BİŞKEK (AA) - Kırgız-Rus Slavyan Üniversitesinin ev sahipliğinde gerçekleşen, "Rusya ve Türk Dünyası: Rusya ve Kırgızistanlı Gençlerinin Bakışı" konulu Uluslararası Gençlik Forumu, Rus ve Kırgız öğrencilerini bir araya getirdi.
Merkezi Rusya'nın Saint Petersburg kentinde olan Türkiye ile Kültürel ve Bilimsel İlişkiler Derneğinin organizasyonunda ve Rusya Devlet Başkanlığı Hibe Fonu desteği ve Uluslararası Türk Kültürü Teşkilatının (TÜRKSOY) katkılarıyla düzenlenen foruma, Rusya'daki 12 üniversite ve akademik kurumdan 50 kişilik öğretim görevlisi ve öğrencileri katıldı.
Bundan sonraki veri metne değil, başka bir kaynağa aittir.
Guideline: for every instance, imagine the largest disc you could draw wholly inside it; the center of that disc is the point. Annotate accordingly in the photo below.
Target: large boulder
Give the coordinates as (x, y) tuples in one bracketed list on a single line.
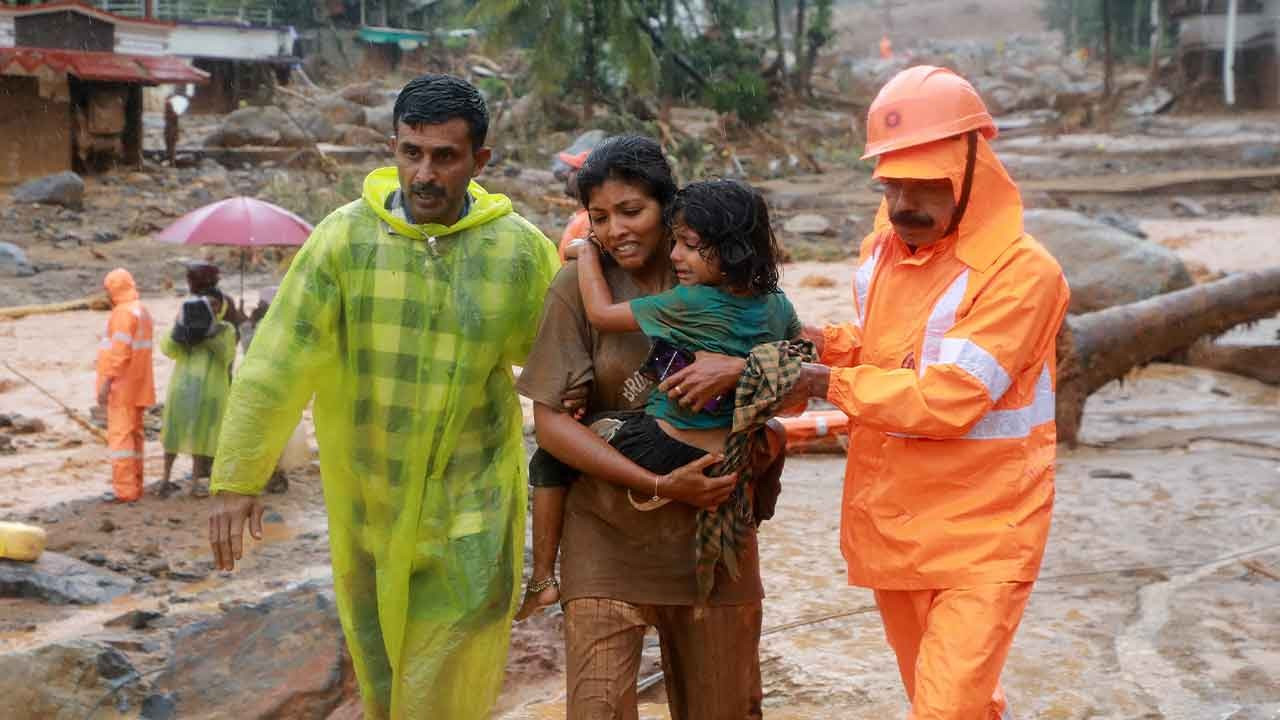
[(69, 680), (359, 136), (339, 110), (1105, 265), (319, 126), (63, 188), (13, 261), (59, 579), (283, 657), (265, 126), (380, 118)]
"Türk dünyası” konusunda ortak çalışmaları olan 35 yaşın altındaki öğrencilerin, lisansüstü öğrencilerin ve genç bilim insanlarının, Türk halklarının dillerini, kültürlerini, tarihini öğrenmelerinin sağlanması amaçlanan 7 oturumlu forumda TÜRKSOY'un faaliyetleri ve Türk dünyasıyla ilgili 50 farklı sunum yapıldı.
Forum hakkında AA muhabirine açıklamada bulunan Türkiye ile Kültürel ve Bilimsel İlişkiler Derneği Başkanı ve forumun organizatörü Aleksander Kolesnikov, "Rusya ile Türk dünyası arasındaki etkileşime büyük önem veriyoruz. Rus öğrencilerin Türk dünyası ile kaynaşmalarını amaçladık." dedi.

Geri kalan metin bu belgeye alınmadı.